Depends. If it's changeable, I can try. Like getting lens instead of wearing dorky glasses. Or getting a tummy tuck, for which they're paying, sure. But if they don't let me eat certain food or buy certain accessories because they don't like it, suffice to say I'd break up.
Because it's the personality that'd be nearly impossible to change. Appearances reflect personalities.
Because if I’m just doing it for me then it’s boring. What’s the motivation? Just me and me alone? That sounds narcissistic.
When I lost weight I only did it so that the guy I liked would like me. I was looking hot as hell for HIM AND HIM ALONE
I don't think there's anything I can change that'd actually make that much of a difference. Best example I can think of is my beard, but I keep it mostly because I dislike my round face and don't like having to shave everyday. I could rethink that in this situation.
On the other hand, this goes both ways. I have preferences on my own and I feel like I have the right to make my demands if I cater to hers.I would. If my boyfriend wanted me thinner or something, I'd go for it.
Plastic surgery or something else permanent is a slightly different story.
If that someone is myself, of course. I'm always changing for myself. I'll try different beard lengths or try different clothes or workouts for myself to look how I want. I wouldn't for another person though since I'm already in good shape. I would love to change my receding hairline though 😅
I don't think anybody (man or woman) should change themselves in anyway for another person. If the person truly loved you then they wouldn't care about what you look like.

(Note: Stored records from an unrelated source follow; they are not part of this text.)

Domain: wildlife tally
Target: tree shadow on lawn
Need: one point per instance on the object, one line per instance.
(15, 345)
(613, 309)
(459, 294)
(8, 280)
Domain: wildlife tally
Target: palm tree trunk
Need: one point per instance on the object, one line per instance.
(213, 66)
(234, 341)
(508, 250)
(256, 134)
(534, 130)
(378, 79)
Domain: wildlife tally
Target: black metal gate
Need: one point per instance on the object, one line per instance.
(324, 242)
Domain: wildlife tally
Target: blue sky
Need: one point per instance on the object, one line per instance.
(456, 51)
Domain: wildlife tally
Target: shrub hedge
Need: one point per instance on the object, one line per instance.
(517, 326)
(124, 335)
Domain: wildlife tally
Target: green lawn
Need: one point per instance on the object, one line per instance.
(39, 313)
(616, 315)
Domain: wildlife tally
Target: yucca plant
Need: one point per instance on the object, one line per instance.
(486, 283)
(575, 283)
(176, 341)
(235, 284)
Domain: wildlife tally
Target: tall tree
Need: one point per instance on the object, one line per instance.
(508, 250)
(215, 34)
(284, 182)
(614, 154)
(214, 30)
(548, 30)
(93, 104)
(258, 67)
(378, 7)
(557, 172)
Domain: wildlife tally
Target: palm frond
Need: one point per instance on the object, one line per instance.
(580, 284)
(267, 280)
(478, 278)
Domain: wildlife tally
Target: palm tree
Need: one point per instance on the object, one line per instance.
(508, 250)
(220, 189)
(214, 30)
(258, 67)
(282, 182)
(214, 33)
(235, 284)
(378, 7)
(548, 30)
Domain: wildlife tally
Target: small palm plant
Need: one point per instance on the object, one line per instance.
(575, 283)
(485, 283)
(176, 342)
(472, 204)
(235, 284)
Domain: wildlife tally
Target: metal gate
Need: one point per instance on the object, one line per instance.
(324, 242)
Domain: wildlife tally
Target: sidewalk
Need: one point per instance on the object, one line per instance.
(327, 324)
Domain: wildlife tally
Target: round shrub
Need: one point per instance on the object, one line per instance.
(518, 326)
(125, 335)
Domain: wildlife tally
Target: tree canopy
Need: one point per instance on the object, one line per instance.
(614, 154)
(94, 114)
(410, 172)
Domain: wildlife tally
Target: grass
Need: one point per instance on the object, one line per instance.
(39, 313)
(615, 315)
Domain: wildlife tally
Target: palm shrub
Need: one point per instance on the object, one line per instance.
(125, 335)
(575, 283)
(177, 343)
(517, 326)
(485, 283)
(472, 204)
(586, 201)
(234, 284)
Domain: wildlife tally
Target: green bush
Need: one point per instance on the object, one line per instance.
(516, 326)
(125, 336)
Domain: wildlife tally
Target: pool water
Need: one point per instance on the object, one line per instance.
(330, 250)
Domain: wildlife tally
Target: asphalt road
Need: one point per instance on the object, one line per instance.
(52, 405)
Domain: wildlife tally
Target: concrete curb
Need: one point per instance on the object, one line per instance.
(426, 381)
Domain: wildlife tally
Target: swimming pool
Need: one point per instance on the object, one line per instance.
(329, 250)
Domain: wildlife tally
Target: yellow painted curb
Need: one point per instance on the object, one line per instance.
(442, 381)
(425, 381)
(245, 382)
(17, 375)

If your not happy with your physical appearance or lifestyle and want to change FOR YOU then I see nothing wrong with that.I wouldn’t necessarily change for any particular person…. because I have always been physically fit and have tried to look my best regardless of my relationship status. Have certain women inspired me to be even more conscious of my appearance? Absolutely. Who doesn’t want to look good naked? I’m no Brad Pitt but I’m not at all ashamed to remove garments with the lights on.
Since I have been in a (sorta) relationship I have been improving my self image more. But it could also be because I have had more opportunities to do so as well.
I think that one could work on their body more without feeling the need to do so because of their partner, but they could also do it with their partner in mind.
Of course, if I'm in a relationship with a guy, I'd be willing to change everything about myself or almost everything, surgery is still off limits since it's an unnecessary waste of money. Everything else is fine by me. Regarding fitness, I think it benefits both of them when they have each other for encouragement. it's not necessary as you said but it helps some people.